The New Inn is a cheerful place, all the old wood beams scrubbed up to a natural oaken hue with tables and chairs to match. There’s a lot given over to dining, but it remains a proper village pub too with room to swing a pint and outside tables where beer and sun were being soaked up by the locals. We were served by a friendly and helpful band of young ladies, who ignored our occasional vacant stares and blinky gazes.
The food cut through my funk big-time. First up we got a perfect scotch egg: vivid yellow and runny yolk, oinkingly porky sausage meat with a serious punch of lemon and thyme. Moving onto the proper starter, plated on slate, a trio of battered balls of chewy slow-cooked ham hock sat on a swipe of shiny mustard mayonnaise. There was nothing subtle about this dish, a good hit of mustard and the sticky cream of the mayo mashing in the mouth with scrunchy batter and salty ham. Woke me up.
I almost never order chicken, but this morning my head, body and tummy were calling out for something soothing. Although breast, it had been roasted properly to keep juice and flavour intact. Kale and mash were good, as was the jus, but it was the sweetcorn puree that lifted the whole dish. Sweetcorn is so badly underused as an ingredient.

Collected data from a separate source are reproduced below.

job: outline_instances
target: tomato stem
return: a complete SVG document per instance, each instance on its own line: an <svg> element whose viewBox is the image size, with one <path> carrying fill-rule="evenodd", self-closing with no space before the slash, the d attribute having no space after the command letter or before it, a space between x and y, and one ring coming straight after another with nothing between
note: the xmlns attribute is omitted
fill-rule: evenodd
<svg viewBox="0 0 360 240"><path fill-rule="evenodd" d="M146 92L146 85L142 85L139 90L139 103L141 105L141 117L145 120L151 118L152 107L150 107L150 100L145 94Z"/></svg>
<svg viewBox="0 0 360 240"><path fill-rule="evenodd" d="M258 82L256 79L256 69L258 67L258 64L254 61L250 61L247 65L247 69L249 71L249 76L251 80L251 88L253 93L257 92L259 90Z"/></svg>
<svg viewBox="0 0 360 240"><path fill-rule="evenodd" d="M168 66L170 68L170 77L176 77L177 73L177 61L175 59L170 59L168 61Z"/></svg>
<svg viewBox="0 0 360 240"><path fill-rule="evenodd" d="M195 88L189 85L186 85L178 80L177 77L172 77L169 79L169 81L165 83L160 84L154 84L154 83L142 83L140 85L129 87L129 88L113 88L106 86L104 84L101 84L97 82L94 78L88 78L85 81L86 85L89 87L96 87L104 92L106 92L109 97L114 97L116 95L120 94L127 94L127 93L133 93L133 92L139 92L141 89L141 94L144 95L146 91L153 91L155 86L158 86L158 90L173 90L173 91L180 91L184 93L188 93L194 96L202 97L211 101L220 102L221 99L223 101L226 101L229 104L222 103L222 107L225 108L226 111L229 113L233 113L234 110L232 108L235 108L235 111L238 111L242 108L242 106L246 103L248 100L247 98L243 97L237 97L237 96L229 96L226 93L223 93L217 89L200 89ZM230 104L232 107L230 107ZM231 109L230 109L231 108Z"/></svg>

All this is irrelevant, because Maureen’s burger came along and knocked my socks off. Massive. Lamb and beef, absolutely blue in the middle, and laced rather raunchily with blue cheese and truffle. I’ll probably dream about it tonight, and not the kind of dreams I’d ever
tell anyone about. Did I say it was massive? It was huge. Maureen roped off the area and began excavations, but eventually I had to come in and help (oh, hardship). The triple-cooked chips were also maddeningly good.I should note that Tim and Vanessa were also making contented noises about the roast beef and the smoked haddock, and the nibbles I tried were groovy indeed.
It would have been rude not to squeeze in pudding. I squeezed in a lemon posset, which was delicious and always a favourite – rich, tangy and light all at once. Rather niftily served with scrunchy gingernuts and a little slurp of sweet-tart homemade lemonade. Pannacotta was pronounced good, rhubarb ice cream was noted for being good but a little too delicate in the rhubarb flavour.
The New Inn is right at the top end of pub dining for me, from the menu choices to the plating. Everything was delicious and the bill jolly reasonable – £25 each for three hours of relaxed gastronomic entertainment, though admittedly we didn’t have much wine!